O DNA das tragédias
A compulsão
brasileira para tomar medidas preventivas e agir com o rigor que deveria fazer
parte da rotina depois que os desastres que se pretendia evitar já aconteceram
é um traço macabro de nosso comportamento coletivo. Parafraseando o ministro
Joaquim Barbosa, trata-se de uma “tara antropológica”.
O fenômeno volta a se
manifestar agora de forma intensa por conta do incêndio criminoso (o descaso
nos autoriza a empregar o termo, antes mesmo de qualquer pronunciamento
judicial) que matou cerca de 240 pessoas, a grande maioria jovens estudantes na
flor da idade, numa casa noturna da cidade gaúcha de Santa Maria.
Da noite para o dia,
governadores, prefeitos, comandantes dos Corpos de Bombeiros e autoridades
ligadas aos órgãos de fiscalização Brasil afora se mobilizaram de forma frenética
para cumprir as obrigações que são de sua competência, mas que vinham sendo
negligenciadas. Uma omissão perversa relacionada à tara mencionada acima.
A mobilização apenas veio
confirmar o que todos nós já sabíamos, por conhecedores que somos de nossa,
digamos, natureza psíquico-social, e pela simples observação dos locais que
frequentamos em nosso dia a dia: a grande maioria dos teatros, cinemas, casas
de shows e outros estabelecimentos do gênero no país funciona de forma irregular,
ignorando medidas básicas de segurança, embora obrigatórias.
Bingo! A diligência
pós-tragédia sempre vem acompanhada de altas doses de hipocrisia e cinismo. Os
que impõem fiscalização rigorosa e tolerância zero agora são justamente aqueles
que vinham agindo de forma negligente e irresponsável.

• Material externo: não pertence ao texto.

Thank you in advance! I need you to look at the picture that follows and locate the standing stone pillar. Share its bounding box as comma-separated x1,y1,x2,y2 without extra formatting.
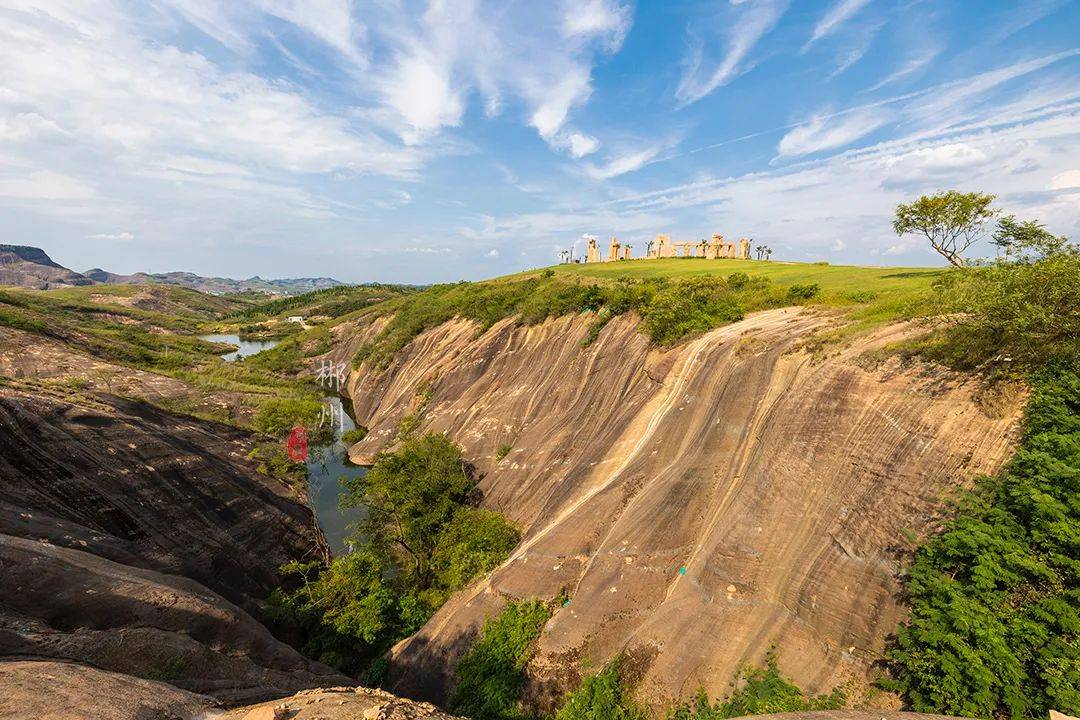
739,237,750,260
585,237,600,262
608,235,619,262
657,235,672,258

Em meio ao choque, ao clamor
público e à correria das autoridades para tentar recuperar o tempo perdido, há
sempre a esperança – muito tênue, é verdade – de que agora as coisas entrem nos
eixos, de que as regras sejam cumpridas e a fiscalização funcione a contento.
Mas o fato é que a lista de frustrações, muito extensa, não deixa margem para
muito otimismo.
A negligência e a
irresponsabilidade criminosa vêm potencializando tragédias a cada ano no
Brasil, sem que se perceba uma mudança de mentalidade que conduza à adoção de
um conjunto de medidas preventivas consistentes e perenes. Os desmoronamentos e
enchentes que acontecem a cada verão no Rio de Janeiro são um exemplo do
descaso.
Pior do que o despreparo
para lidar com os desastres naturais, cujas conseqüências poderiam ser
minimizadas se houvesse seriedade e planejamento, é fomentar tragédias por meio
da omissão e do desdém no que toca o cumprimento de regras. Foi o que aconteceu
em Santa Maria. Foi o que aconteceu no desabamento de três prédios no Centro do
Rio há um ano.
Aliás, o Rio é a cidade das
tragédias anunciadas. Neste momento um viaduto de intenso movimento (Elevado do
Joá) está prestes a ruir em decorrência da falta de manutenção.
Na sofreguidão pós-desastre
que geralmente acomete nossas autoridades, como ocorre agora, surgem os
exageros, representados pela edição de normas de difícil cumprimento e
exigências acima do razoável. Como se o problema estivesse nas regras e não na
falta de cumprimento das regras. Desnecessário lembrar que exigências inexequiveis
geram (mais) corrupção – e não cumprem seu papel preventivo.
A propósito, Bombeiros e
Prefeitura cumpriram o seu papel preventivo em Santa Maria? Como a boate Kiss
estava funcionando sem alvará e com evidentes problemas de segurança? São as
normas ou são os agentes públicos que estão errados? Deu-se um jeitinho. O
jeitinho brasileiro que tudo tem a ver com essas tragédias. É preciso que todos
nós passemos a cumprir regras, independentemente de fiscalização. Até porque
não é possível ter um fiscal em cada prédio, um bombeiro em cada esquina.